FXL is able to batch requests together because the order in which it evaluates these function calls has no bearing on their results (this follows from their lack of side effects). FXL will actually halt the execution of one function, begin executing a second function, and only later return to complete executing the first function.

In the call to Map() above, FXL makes five calls to Reputation(). FXL begins executing the first call to Reputation(), then halts its execution at the point it would need to fetch data from the URL reputation service. FXL then begins executing the second call to Reputation(), halting again before fetching any data.

FXL repeats this begin-and-halt procedure on the third, fourth, and fifth calls to Reputation() as well. At this point, no functions remain which have not been partially executed. No function can proceed without fetching data, so FXL fetches all the data needed by these functions in a single batch. Having obtained the URL reputation data, it can resume execution of all five calls to Reputation().

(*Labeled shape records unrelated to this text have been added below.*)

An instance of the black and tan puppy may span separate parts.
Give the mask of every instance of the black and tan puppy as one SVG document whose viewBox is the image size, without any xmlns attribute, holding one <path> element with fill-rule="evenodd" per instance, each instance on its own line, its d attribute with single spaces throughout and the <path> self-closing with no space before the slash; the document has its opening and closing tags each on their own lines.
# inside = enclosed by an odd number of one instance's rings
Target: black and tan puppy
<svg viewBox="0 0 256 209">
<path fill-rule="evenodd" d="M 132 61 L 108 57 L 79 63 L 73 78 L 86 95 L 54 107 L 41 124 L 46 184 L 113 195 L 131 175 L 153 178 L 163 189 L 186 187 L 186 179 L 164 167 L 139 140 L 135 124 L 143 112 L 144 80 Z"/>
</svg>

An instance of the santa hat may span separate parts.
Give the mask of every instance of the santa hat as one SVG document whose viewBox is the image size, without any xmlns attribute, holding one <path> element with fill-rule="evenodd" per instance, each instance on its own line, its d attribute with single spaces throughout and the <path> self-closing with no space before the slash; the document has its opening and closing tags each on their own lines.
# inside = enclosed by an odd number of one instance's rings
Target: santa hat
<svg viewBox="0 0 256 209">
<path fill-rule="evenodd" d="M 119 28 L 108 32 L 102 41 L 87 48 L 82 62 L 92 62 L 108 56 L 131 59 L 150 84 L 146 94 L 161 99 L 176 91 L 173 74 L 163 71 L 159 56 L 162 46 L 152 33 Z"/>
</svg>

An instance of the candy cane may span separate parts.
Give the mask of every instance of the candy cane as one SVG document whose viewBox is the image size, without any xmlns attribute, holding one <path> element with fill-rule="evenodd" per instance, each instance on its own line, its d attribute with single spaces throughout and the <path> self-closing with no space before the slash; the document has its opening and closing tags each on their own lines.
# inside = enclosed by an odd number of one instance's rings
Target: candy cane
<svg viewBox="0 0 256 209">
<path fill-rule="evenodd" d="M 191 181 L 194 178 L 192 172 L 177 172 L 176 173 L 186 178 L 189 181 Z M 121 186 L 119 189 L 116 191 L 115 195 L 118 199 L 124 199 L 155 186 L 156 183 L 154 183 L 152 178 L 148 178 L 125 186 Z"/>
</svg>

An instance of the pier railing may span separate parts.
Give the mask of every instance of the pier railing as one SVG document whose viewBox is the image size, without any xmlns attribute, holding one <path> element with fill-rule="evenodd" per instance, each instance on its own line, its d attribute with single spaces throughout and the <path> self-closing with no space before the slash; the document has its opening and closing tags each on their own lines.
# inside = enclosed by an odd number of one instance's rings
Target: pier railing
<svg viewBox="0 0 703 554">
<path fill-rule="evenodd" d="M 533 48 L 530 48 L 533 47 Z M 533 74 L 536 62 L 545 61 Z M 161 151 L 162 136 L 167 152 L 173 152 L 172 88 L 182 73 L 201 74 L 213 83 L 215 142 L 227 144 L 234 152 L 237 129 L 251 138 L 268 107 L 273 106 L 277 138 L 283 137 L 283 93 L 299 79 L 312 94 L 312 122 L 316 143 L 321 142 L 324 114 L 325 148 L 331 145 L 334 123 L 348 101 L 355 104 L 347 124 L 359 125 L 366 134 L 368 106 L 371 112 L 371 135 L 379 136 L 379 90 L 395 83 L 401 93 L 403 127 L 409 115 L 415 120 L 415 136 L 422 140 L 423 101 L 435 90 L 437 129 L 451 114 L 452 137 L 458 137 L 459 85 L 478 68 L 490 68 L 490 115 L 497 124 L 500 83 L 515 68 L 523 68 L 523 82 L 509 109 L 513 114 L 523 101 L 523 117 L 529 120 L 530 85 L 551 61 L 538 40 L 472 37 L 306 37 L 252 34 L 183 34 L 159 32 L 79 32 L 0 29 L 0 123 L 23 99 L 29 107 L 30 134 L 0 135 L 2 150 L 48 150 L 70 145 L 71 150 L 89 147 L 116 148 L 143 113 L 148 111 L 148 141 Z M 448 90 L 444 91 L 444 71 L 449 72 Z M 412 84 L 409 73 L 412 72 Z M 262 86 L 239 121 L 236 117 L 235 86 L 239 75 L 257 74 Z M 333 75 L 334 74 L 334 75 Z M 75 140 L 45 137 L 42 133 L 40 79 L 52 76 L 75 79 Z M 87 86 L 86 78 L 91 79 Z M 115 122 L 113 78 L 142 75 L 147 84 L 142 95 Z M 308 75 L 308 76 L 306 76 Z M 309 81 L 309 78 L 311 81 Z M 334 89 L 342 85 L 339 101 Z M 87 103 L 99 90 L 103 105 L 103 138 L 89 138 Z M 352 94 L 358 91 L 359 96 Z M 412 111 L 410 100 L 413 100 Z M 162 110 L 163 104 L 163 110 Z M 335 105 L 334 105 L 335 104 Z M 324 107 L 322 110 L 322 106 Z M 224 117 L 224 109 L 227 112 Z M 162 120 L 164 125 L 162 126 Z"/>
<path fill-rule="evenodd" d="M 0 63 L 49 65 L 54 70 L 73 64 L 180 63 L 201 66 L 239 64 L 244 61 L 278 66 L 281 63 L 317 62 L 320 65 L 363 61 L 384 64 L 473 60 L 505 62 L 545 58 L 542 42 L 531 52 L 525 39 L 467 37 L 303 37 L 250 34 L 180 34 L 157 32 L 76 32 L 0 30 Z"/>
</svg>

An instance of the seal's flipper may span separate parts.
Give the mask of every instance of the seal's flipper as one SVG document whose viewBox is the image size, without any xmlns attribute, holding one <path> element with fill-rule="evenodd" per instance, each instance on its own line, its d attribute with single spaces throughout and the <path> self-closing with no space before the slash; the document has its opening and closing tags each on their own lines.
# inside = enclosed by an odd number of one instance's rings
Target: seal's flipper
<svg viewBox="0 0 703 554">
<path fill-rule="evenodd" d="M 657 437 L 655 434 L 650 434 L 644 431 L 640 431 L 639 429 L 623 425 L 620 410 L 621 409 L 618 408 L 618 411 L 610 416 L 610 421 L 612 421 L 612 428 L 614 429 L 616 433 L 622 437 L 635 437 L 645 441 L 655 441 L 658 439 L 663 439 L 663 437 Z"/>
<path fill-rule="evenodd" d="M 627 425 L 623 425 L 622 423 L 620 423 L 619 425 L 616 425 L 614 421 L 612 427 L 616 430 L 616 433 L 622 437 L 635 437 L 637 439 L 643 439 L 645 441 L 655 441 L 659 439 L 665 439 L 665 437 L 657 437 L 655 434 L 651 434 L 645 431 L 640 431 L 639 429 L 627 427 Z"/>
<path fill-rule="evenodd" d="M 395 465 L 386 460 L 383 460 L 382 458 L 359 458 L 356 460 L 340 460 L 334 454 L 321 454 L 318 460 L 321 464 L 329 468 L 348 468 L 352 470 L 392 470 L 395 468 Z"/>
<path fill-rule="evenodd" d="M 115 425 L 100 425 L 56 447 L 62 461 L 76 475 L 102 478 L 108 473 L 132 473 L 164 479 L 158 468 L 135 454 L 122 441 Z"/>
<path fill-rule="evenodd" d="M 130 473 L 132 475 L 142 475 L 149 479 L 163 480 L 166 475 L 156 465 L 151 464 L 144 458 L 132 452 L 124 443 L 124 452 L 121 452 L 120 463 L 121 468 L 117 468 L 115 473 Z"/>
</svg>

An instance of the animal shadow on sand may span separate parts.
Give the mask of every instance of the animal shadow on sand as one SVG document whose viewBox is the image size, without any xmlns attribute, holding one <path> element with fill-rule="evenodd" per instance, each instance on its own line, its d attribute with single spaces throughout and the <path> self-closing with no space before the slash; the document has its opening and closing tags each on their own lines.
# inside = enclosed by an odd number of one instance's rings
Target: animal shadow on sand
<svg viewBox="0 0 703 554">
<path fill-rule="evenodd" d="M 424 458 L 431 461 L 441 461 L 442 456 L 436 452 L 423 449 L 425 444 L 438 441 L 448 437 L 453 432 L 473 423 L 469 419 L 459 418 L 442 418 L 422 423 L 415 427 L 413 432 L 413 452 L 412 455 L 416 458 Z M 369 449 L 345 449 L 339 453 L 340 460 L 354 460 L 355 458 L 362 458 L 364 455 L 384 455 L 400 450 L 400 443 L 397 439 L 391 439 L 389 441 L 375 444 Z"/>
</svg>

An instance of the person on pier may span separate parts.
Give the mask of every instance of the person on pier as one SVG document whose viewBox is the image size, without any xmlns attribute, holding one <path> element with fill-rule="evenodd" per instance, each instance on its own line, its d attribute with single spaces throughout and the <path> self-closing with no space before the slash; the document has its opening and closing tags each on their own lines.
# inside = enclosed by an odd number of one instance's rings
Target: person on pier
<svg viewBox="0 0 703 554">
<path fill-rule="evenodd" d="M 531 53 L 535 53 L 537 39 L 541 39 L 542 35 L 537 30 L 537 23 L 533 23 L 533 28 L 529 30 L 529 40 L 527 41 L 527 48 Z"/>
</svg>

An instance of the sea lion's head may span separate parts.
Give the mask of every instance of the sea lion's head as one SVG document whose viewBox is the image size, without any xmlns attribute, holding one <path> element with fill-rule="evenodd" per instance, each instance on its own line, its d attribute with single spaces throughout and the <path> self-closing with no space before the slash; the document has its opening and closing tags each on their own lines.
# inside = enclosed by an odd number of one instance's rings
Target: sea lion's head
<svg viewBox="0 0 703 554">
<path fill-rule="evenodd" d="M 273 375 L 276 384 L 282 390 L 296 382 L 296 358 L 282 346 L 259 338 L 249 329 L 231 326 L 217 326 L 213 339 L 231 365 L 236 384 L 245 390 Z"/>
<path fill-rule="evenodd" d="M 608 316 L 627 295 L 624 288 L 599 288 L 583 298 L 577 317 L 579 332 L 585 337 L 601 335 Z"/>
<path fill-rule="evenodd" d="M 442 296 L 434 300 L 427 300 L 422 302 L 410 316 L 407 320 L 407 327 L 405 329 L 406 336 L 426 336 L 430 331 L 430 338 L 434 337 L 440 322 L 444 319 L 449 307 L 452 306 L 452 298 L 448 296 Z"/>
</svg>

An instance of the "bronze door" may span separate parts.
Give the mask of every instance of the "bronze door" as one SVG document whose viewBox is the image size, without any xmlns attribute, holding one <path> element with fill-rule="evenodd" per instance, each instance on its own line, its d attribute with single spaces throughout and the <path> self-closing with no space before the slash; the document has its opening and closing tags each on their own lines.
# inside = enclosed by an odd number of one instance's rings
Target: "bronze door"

We have estimated that FXL’s batched fetching is responsible for a factor of twenty speedup when compared to a naïve execution model that fetches data eagerly.

Memoization

Because all data fetching is delayed as long as possible, it actually becomes quite easy to eliminate duplicate requests for the same data (at least within a given round of data fetching). We actually take this one step further and memoize all common FXL expressions. In other words, if two features contain two identical expressions within them, due to the properties of pure functions, those two expressions will result in an identical answer. We execute that common subexpression only once, sharing the result in both places.

Summary

FXL is a remarkably simple language that allows engineers and analysts alike to write rules to deal with abuse on the site. We crafted FXL to satisfy two constraints: 1) expressively codify the business logic of fighting spam and 2) fetch data as efficiently as possible. The automatic, and aggressive, data fetching optimizations are a direct consequence of the pure execution model.